The horror that the script hopes to make us feel is in the sadistic, almost petty torments enjoyed by the man in the mask. We’re on the fence about one certain victim, but they’re only left alive long enough to see what happens to their companions. Yet there’s a certain removal from these murders that we feel (for reasons that become obvious as the movie goes on) because most of them actually deserve it on some level; right from the off, we know exactly how we should feel about every character that crosses the lens, and we’re all too happy to see some of them get their comeuppances.
But even those kills come with the knowledge that the light is lost. We feel for those teetering on the edge, only to fall into the abyss of evil or death. And we feel for Allyson, who may have finally found a safe harbor with Corey, only to have it undone by Laurie’s meddling. But Laurie ain’t meddling for shits and giggles; everything she has ever done in the H40 timeline is to make sure her daughter and granddaughter are prepared and safe. The last movie saw her fail, so she’s making sure she doesn’t make the same mistake with Allyson.

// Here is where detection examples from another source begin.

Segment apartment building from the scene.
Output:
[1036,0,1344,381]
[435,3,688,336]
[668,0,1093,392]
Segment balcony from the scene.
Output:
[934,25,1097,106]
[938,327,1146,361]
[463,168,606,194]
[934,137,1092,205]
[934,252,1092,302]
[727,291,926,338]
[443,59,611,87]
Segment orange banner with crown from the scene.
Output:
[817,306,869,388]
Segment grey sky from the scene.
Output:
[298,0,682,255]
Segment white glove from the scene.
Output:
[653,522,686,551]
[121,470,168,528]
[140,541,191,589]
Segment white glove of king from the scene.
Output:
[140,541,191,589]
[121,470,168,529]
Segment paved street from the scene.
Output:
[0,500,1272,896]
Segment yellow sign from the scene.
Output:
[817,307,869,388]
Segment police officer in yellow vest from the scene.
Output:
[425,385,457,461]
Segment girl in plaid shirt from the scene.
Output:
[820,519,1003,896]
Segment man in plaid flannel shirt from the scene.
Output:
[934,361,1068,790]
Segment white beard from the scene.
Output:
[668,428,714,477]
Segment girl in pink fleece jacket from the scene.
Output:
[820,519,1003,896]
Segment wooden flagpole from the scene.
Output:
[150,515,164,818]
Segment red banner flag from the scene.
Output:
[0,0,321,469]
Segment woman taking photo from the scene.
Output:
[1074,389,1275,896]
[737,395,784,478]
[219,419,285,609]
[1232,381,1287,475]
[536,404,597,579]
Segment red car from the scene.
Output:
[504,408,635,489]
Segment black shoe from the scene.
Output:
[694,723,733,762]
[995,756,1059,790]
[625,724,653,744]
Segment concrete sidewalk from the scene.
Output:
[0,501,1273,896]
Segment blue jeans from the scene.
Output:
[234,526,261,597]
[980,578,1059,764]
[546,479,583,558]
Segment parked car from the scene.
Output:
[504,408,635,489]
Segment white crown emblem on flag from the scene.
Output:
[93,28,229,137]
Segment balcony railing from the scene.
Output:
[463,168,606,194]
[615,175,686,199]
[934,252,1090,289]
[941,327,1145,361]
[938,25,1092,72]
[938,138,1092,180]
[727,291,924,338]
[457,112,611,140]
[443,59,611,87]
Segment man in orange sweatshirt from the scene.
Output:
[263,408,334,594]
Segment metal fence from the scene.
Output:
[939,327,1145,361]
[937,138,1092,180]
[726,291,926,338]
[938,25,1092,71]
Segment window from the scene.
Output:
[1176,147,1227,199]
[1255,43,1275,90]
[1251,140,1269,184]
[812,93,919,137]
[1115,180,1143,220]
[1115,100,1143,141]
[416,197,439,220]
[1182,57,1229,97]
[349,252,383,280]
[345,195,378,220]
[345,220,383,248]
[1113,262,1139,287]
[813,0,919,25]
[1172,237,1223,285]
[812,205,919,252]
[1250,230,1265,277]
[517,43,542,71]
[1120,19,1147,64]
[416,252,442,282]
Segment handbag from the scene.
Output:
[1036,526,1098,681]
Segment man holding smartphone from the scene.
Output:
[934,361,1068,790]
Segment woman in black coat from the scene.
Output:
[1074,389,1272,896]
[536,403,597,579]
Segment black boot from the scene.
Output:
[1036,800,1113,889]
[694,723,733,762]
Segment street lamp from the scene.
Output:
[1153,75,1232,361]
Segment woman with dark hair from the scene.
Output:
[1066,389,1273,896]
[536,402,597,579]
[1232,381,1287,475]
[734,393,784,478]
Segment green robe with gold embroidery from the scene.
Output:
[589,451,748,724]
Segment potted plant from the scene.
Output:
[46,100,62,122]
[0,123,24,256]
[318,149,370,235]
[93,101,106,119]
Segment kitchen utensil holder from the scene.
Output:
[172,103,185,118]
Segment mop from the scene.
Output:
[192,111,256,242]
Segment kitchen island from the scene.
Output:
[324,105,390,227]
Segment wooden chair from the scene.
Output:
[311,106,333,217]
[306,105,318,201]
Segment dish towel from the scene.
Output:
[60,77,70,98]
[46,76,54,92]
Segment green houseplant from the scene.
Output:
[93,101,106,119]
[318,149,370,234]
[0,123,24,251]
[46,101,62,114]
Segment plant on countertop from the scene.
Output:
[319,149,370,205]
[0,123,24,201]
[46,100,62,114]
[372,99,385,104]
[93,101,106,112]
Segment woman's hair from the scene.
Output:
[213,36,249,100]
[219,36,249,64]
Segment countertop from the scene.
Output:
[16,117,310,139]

David Gordon Green and his creative team have worked hard to make the H40 timeline stand out and mean something more than your average Saturday afternoon slasher flick. While the first rode on suspense and dread and the second made its bones with social commentary, the third picks us apart as humans and how we can either be the help that someone needs or the straw that breaks their backs. And when the final frame rolls, you’ll be thinking about this one for a long time to come. Halloween Ends is not merely the closing chapter of Green’s trilogy; it’s a plea to do better by each other and to fight the specters of the past for a better future. That it wears the mask of a slasher film is par for the course… after all, it is Halloween.